VP’s assassination comment rattles Philippines
MANILA - Philippine security agencies stepped up safety protocols on Saturday after Vice President Sara Duterte said she would have President Ferdinand Marcos Jr assassinated if she herself were killed.
In a dramatic sign of a widening rift between the country’s two most powerful political families, Duterte told an early morning press conference that she had spoken to an assassin and instructed him to kill Marcos, his wife and the speaker of the Philippine House if she were to be killed.
“I have talked to a person. I said, if I get killed, go kill BBM (Marcos), (first lady) Liza Araneta, and (Speaker) Martin Romualdez. No joke. No joke,” Duterte said in the profanity-laden briefing. “I said, do not stop until you kill them, and then he said yes.”
She was responding to an online commenter urging her to stay safe, saying she was in enemy territory as she was in the lower chamber of Congress overnight with her chief of staff. Duterte did not cite any alleged threat against herself.
The Presidential Security Command said it had heightened and strengthened security protocols. “We are also closely coordinating with law enforcement agencies to detect, deter, and defend against any and all threats to the president and the first family,” it said in a statement.
Police Chief Rommel Francisco Marbil said he had ordered an immediate investigation, adding that “any direct or indirect threat to his life must be addressed with the highest level of urgency”.
The Presidential Communications Office said any threat to the life of the president must always be taken seriously.
Duterte’s office did not immediately respond to a request for comment on the statements.
Her strong comments probably will not dent her political support, said Jean Encinas-Franco, a political science professor at the University of the Philippines.
“If anything, this type of rhetoric brings her even closer to what her father’s supporters liked about him,” he said.
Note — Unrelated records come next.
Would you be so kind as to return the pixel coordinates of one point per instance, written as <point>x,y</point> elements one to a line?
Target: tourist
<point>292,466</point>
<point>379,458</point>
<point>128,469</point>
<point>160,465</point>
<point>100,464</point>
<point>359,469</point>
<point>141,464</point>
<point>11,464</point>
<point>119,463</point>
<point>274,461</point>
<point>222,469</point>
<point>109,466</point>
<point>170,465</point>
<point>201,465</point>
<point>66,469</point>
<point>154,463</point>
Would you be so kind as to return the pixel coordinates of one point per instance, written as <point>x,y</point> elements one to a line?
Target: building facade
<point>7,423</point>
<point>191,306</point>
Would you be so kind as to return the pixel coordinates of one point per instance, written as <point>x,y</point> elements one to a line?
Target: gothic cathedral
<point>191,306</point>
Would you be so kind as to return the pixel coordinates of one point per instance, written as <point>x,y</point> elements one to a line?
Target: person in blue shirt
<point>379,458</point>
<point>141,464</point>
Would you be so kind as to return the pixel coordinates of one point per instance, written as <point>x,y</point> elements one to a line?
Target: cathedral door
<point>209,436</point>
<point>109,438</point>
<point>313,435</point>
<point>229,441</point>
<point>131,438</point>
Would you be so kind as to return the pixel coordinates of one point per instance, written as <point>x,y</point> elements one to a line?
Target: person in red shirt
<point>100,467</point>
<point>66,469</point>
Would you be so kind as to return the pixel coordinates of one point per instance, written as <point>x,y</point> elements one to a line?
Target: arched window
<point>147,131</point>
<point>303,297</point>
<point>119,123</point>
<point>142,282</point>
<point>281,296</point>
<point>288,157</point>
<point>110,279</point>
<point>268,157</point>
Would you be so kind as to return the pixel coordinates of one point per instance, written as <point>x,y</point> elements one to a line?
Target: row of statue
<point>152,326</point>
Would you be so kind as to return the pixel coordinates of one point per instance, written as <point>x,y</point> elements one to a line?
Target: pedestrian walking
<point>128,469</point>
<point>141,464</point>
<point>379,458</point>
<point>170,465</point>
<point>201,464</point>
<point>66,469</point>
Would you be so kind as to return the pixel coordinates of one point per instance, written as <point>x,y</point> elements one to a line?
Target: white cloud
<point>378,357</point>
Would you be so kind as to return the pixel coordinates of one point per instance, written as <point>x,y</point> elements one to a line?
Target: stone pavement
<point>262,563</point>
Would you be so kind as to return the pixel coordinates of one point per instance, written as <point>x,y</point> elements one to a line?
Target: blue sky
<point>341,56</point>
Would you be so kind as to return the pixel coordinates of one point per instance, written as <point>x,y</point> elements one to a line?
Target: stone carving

The daughter of Marcos’ predecessor as president, Duterte resigned from the Marcos cabinet in June while remaining vice-president, signalling the collapse of a formidable political alliance that helped her and Marcos, son and namesake of the late authoritarian leader, secure their 2022 electoral victories by wide margins.
Speaker Romualdez, a cousin of Marcos, has slashed the budget of the vice-presidential office by nearly two-thirds.
Duterte’s outburst is the latest in a series of startling signs of the feud at the top of Philippine politics. In October, she accused Marcos of incompetence and said she had imagined cutting the president’s head off.
The two families are at odds over foreign policy and former president Rodrigo Duterte’s deadly war on drugs, among others.
In the Philippines, the vice-president is elected separately from the president and has no official duties. Many vice-presidents have pursued social development activities, while some have been appointed to cabinet posts.
The country is gearing up for midterm elections in May, seen as a litmus test of Marcos’ popularity and a chance for him to consolidate power and groom a successor before his single six-year term ends in 2028.
Past political violence in the Philippines has included the assassination of Benigno Aquino, a senator who staunchly opposed the rule of the elder Marcos, as he exited his plane upon arrival home from political exile in 1983.
That incident set the stage for the People Power Revolution that led to the ouster of Marcos in February 1986.